There is no single imaging test that confirms facet pain — CT and MRI show degenerative changes but cannot confirm they are the pain source. Diagnosis is established by fluoroscopically or CT-guided medial branch blocks with local anesthetic. Two separate blocks (on different days) each providing at least 80% pain relief confirm the diagnosis and qualify the patient for radiofrequency ablation.
How long does radiofrequency ablation last for thoracic facet pain?
Thoracic medial branch RFA typically provides 6–12 months of significant pain relief. The medial branch nerves regrow over time, at which point the procedure can be repeated. Most patients who respond to the first RFA respond similarly to repeat procedures. Success rates for thoracic RFA are slightly lower than lumbar RFA due to smaller target nerve size and more technically demanding anatomy.
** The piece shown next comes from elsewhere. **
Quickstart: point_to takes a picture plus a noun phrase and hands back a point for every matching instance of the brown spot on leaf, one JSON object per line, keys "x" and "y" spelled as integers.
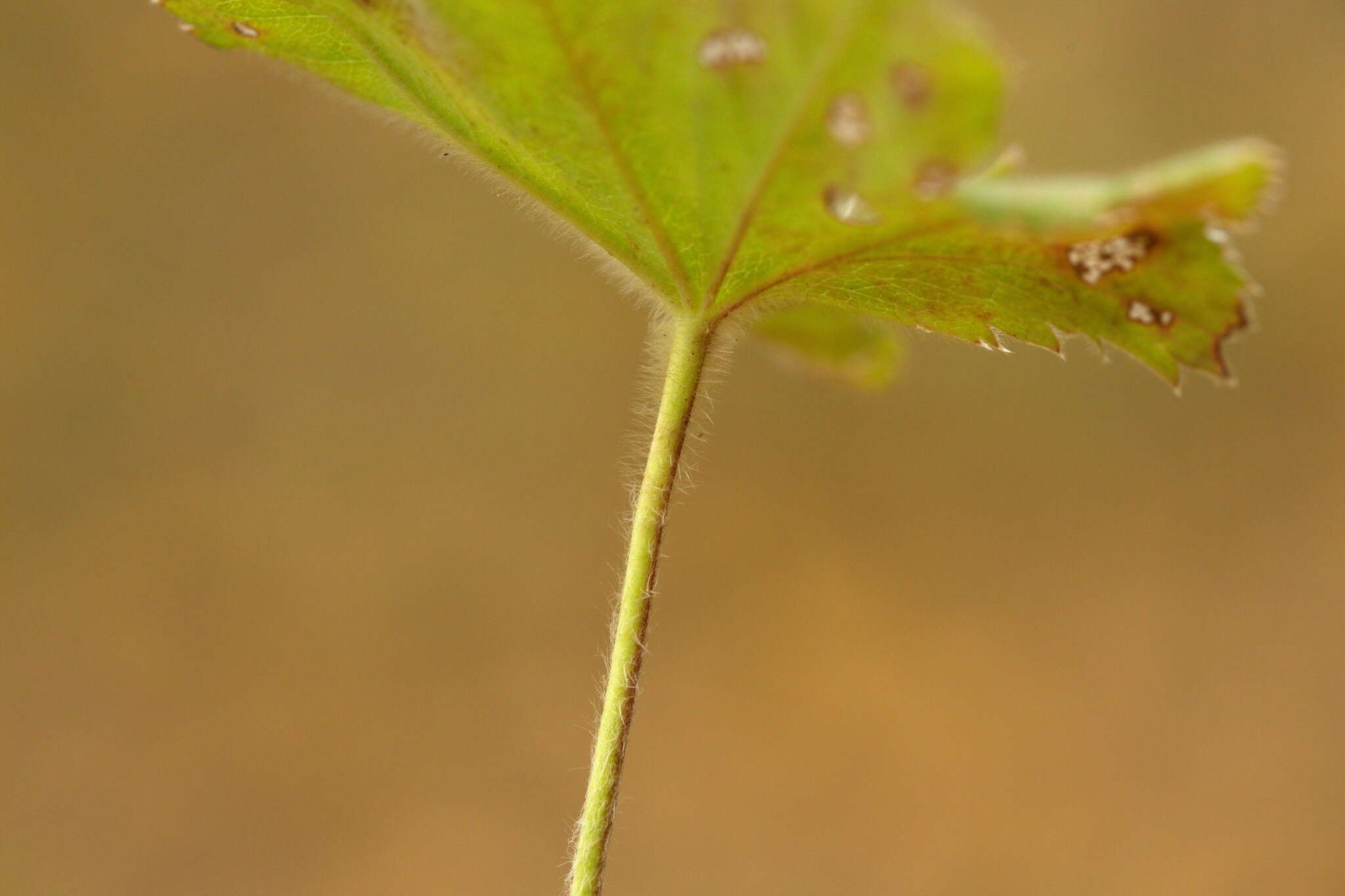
{"x": 848, "y": 120}
{"x": 731, "y": 47}
{"x": 911, "y": 83}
Can thoracic facet syndrome mimic heart or lung disease?
Yes. Thoracic facet joints at T3–T6 refer pain anteriorly in patterns that can mimic chest wall, cardiac, or pulmonary pain. Patients with anterior chest pain from thoracic facet syndrome are sometimes evaluated extensively for cardiac causes before the spinal origin is identified. Key distinguishing features: reproducibility with spinal movement, posterior paraspinal tenderness, and normal cardiac workup.